A math teacher has been credited with saving the lives of his students after he tackled a gunman who had opened fire on middle schoolers in Littleton, Colo., Tuesday, three miles from the site of the 1999 Columbine massacre.
Just after 3 p.m., when students were leaving class at Deer Creek Middle School, witnesses say a stranger appeared near the school with a high-powered rifle and began firing into the crowd without warning.
"He just pulled it [out] and started firing at different people," one student told "Good Morning America." "Then, like the math teacher came out and tackled him and then they grabbed the gun and that's really all I saw after that."
The teacher, 57-year-old David Benke, heard the first shot and immediately rushed the gunman, who got off one more shot before Benke tackled him to the ground.

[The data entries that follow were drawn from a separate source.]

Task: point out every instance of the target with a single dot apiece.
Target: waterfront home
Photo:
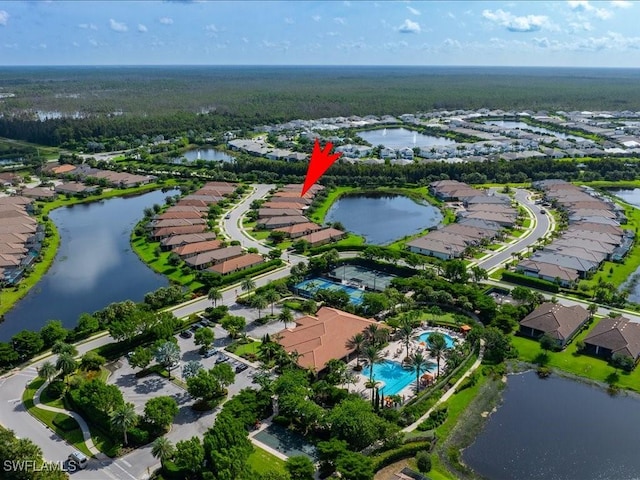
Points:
(236, 264)
(617, 335)
(321, 337)
(556, 320)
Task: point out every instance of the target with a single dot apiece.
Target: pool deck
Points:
(395, 352)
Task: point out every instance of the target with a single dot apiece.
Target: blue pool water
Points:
(447, 339)
(309, 287)
(394, 376)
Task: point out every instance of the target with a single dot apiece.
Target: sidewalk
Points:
(449, 392)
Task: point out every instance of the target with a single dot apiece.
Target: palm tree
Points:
(47, 371)
(285, 316)
(214, 295)
(272, 297)
(356, 343)
(259, 302)
(419, 365)
(123, 418)
(247, 284)
(162, 449)
(371, 356)
(66, 364)
(437, 345)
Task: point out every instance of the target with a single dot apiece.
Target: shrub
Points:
(423, 461)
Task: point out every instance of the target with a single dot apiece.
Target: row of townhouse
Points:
(594, 235)
(480, 220)
(21, 238)
(183, 230)
(284, 212)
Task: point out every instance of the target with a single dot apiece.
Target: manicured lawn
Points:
(262, 462)
(570, 361)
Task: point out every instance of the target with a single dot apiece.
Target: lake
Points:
(94, 265)
(558, 429)
(208, 154)
(631, 196)
(510, 125)
(383, 218)
(401, 137)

One seventh-grade girl and an eight-grade boy were shot but are expected to survive. Benke told "Good Morning America" that he wished he had reached the gunman sooner.

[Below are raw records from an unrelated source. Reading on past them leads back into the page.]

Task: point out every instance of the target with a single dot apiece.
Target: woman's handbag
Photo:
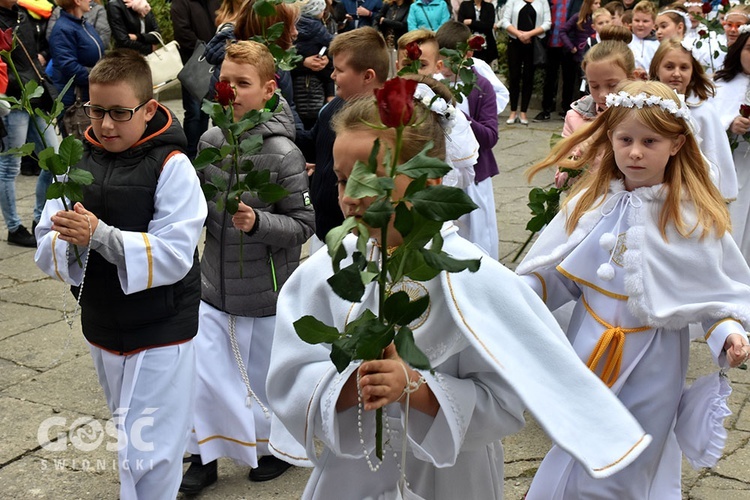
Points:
(540, 52)
(75, 120)
(165, 62)
(195, 76)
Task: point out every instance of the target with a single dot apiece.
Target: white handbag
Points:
(165, 62)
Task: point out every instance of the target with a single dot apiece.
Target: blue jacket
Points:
(75, 47)
(430, 16)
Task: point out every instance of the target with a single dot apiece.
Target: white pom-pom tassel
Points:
(606, 272)
(607, 241)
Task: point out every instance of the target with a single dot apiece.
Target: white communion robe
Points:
(729, 96)
(651, 377)
(495, 350)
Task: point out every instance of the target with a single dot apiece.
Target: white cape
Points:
(495, 314)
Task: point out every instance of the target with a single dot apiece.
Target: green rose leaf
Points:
(347, 282)
(314, 331)
(400, 310)
(220, 182)
(206, 158)
(432, 168)
(74, 192)
(423, 231)
(408, 350)
(55, 190)
(80, 176)
(403, 222)
(264, 8)
(441, 260)
(442, 203)
(209, 191)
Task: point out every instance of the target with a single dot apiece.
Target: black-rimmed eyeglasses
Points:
(117, 114)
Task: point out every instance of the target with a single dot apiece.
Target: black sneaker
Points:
(21, 237)
(269, 467)
(198, 476)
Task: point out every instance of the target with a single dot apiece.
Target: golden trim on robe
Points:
(149, 259)
(591, 285)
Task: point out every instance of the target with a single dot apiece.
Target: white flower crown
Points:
(625, 100)
(685, 18)
(437, 105)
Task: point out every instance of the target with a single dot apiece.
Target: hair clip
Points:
(624, 100)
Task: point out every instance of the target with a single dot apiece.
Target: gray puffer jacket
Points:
(271, 251)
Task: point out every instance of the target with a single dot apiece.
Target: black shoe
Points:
(198, 477)
(269, 467)
(21, 237)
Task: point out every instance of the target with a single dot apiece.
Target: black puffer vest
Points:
(122, 195)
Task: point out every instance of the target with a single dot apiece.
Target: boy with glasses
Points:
(137, 228)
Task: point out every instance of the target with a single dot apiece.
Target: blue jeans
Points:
(194, 123)
(19, 128)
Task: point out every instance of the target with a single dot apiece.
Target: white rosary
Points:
(410, 387)
(69, 319)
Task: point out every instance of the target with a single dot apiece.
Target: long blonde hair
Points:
(686, 174)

"That's the thing that really bothers me," he said. "The second shot that he got off hit a former student of mine. I really like that kid. I really love that kid."
Jefferson County Sheriff Ted Mink said without Benke's actions, things could have been much worse.
"I know he feels bad about not being able to intervene sooner, but believe me when I say, I think he stopped what could have been a more tragic event than it was this afternoon," Mink told The Associated Press.
Police identified the shooter as 32-year-old Bruco Eastwood, a convicted felon. A motive is unclear, investigators said.
Menke told the AP he'd asked the assailant why he shot at the students, but the man didn't respond or "his responses didn't make a whole lot of sense," Menke said.
Eastwood's father, Bruco War Eagle Eastwood, told The Denver Post his son heard voices and was in financial trouble.
"I don't know why he did this, but he's always had problems," Eastwood said. "I don't know why, though. He's different, just different."
Gunshots, Haunting Echoes of Columbine
For the small community of Littleton, the gunshots were a horrific echo from a nightmare 11 years ago and three miles away when two students stalked through Columbine High School and fired on their classmates.
Before the student shooters turned their guns on themselves, 12 classmates lay dead.
More than a decade later, iconic images of carnage and panic have seared themselves into the town's memory.
Pictures that emerged from Tuesday's attack showed students running for cover, anxious parents hugging their kids tightly and a massive police response – a scene far too familiar for many residents.
"I haven't cried in 20 years, but I cried like a baby and thanked Jesus," parent Bob Wilson told The Denver Post. His daughter, Elizabeth, called him to tell him what happened. "This day could've been so much worse. You never know when your whole life could turn upside down."